In the Foreword, Stephen Mitchell, Byron Katie’s husband and co-author writes
“A Mind at Home with Itself will let you see the world through the eyes of someone who has woken up to reality, the radiant moment, the state of grace in which there is no separation and the heart overflows with love.”
This is a life-changing book.
When everything you define yourself by is lost, the question “Who am I without ………” comes into sharp focus.
For me, it was “Who am I without my job, my health, my independence?”
For you, it might be “without my partner/ my child/my friends/my home.”
What I have come to know is that it is not the situation that causes pain, but my thoughts about it. Every thought that causes me pain has the word “should” or “shouldn’t” in it.
In this book, Katie says “The only important thing to know is this: if a thought hurts, question it.”
This is an ongoing practice for me, using Katie’s 4 questions to question thoughts that hurt.
1. Is it true?
2. Can I absolutely know that it’s true?
3. How do I react, what happens, when I believe that thought? Who would I be without the thought?
4. Turn the thought around. Find at least three specific, genuine examples of how each turnaround is true for me in this situation.
(For more details on this process, visit Katie’s site at https://goo.gl/TJnYPg
Without the thought that anything should be other than it is in this moment, I am left with what Katie calls the “don’t know” mind.

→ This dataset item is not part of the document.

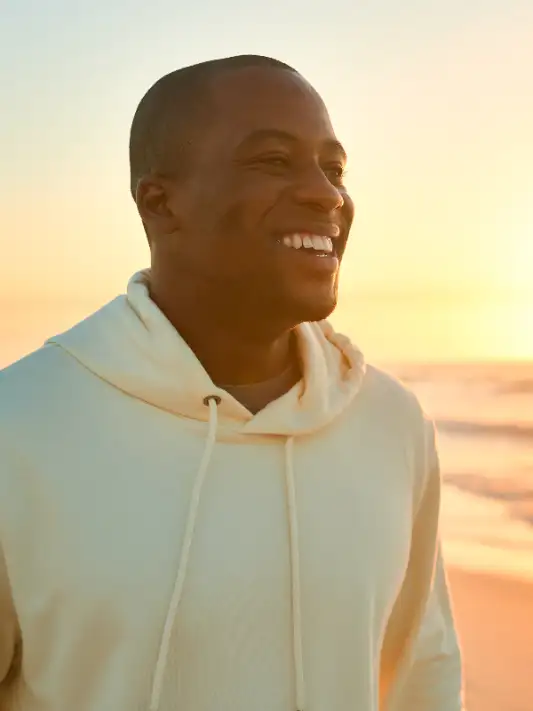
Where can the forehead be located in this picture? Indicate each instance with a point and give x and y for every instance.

”The don’t-know mind is a container that’s always full. Everything flows into it, and there’s never a need to hold on to a drop for itself. It’s the innocent that watches the whole world come to it. Things enter with their best and worst behavior, their most shameful, their most glorious, their richest, their poorest. Everything is allowed. It is always vast enough to contain what flows into it. And in it everyone gets what they came for: a look, a glimpse, the gift of love.”